Ein Beispiel: Wenn ich in vitro Fleisch konsumieren will, weil mir das Tierwohl am Herzen liegt, dann muss ich Biotechnologie und sogar „Gentechnik im Essen akzeptieren“. In diesem Umbruch des Wertekanons differenzieren sich Märkte, Versorgungssysteme und Konsumentenschaft weiter mit neuen Möglichkeiten für Produzenten und Dienstleister. 

Das verantwortungsvolle Handeln mit Lebensmitteln steht auch im Mittelpunkt der anderen Vorträge. EDEKA Nord-Geschäftsführer Stefan Giese benennt das Thema Nachhaltigkeit als eines der derzeit neun Top-Themen. Sowohl im Großhandel als auch bei den selbstständigen EDEKA-Kaufleuten wird mit  regionalen und lokal produzierenden mittelständischen Lieferanten kooperiert. Durch diese Form der Direktbeschaffung wird die mittelständische Wirtschaft gestützt, werden Arbeitsplätze vor Ort geschaffen bzw. erhalten und kurze Transportwege ermöglicht. Im Umfeld der Märkte wird darüber hinaus stets nach neuen Kontakten zu heimischen Erzeugern gesucht, so dass das regionale Sortiment weiter ausgebaut werden kann. Themen aus dem Umweltbereich ergänzen die Nachhaltigkeitskonzepte.

Das Ökodorf Brodowin als regionale Marke in Brandenburg und Berlin bildet die Wertschöpfungskette vollständig ab: Erzeugung, Verarbeitung von Lebensmitteln und Vertrieb unter einer eigenen Marke in demeter -Qualität - beispielgebend für andere.
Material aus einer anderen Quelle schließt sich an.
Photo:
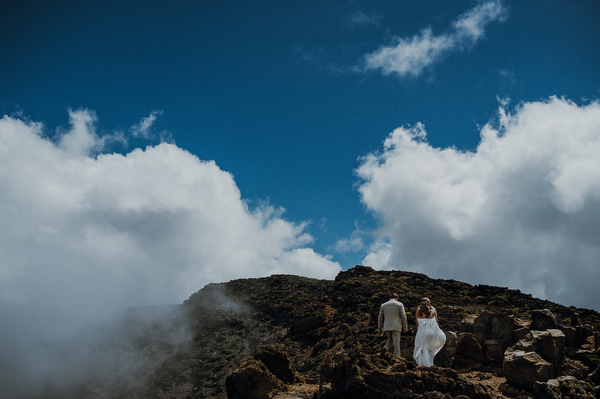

Die Roh- und Hilfsstoffsicherung in einer ungewöhnlichen Zeit wird am Beispiel Fisch und Fischdelikatessen unter die Lupe genommen. Thomas Lauenroth ist eben seiner Geschäftsführertätigkeit im Familienbetrieb auch Vorstandsvorsitzender im Bundesverband der deutschen Fischindustrie und des Fischgroßhandels e.V. und berichtet über die internationale Beschaffung, u.a. der eigenen wichtigsten Rohware, den Garnelen, und darüber, wie es gelungen ist, mit guten Lieferantenbeziehungen und einem erfolgreichen Forecast Engpässe bei steigender Nachfrage zu vermeiden.

Insgesamt unterstützen 21 Sponsoren und Partner sowie 25 Produzenten die Veranstaltung. Der Ernährungsgipfel wird von einer Fachausstellung mit Dienstleistungsangeboten für die Branche begleitet.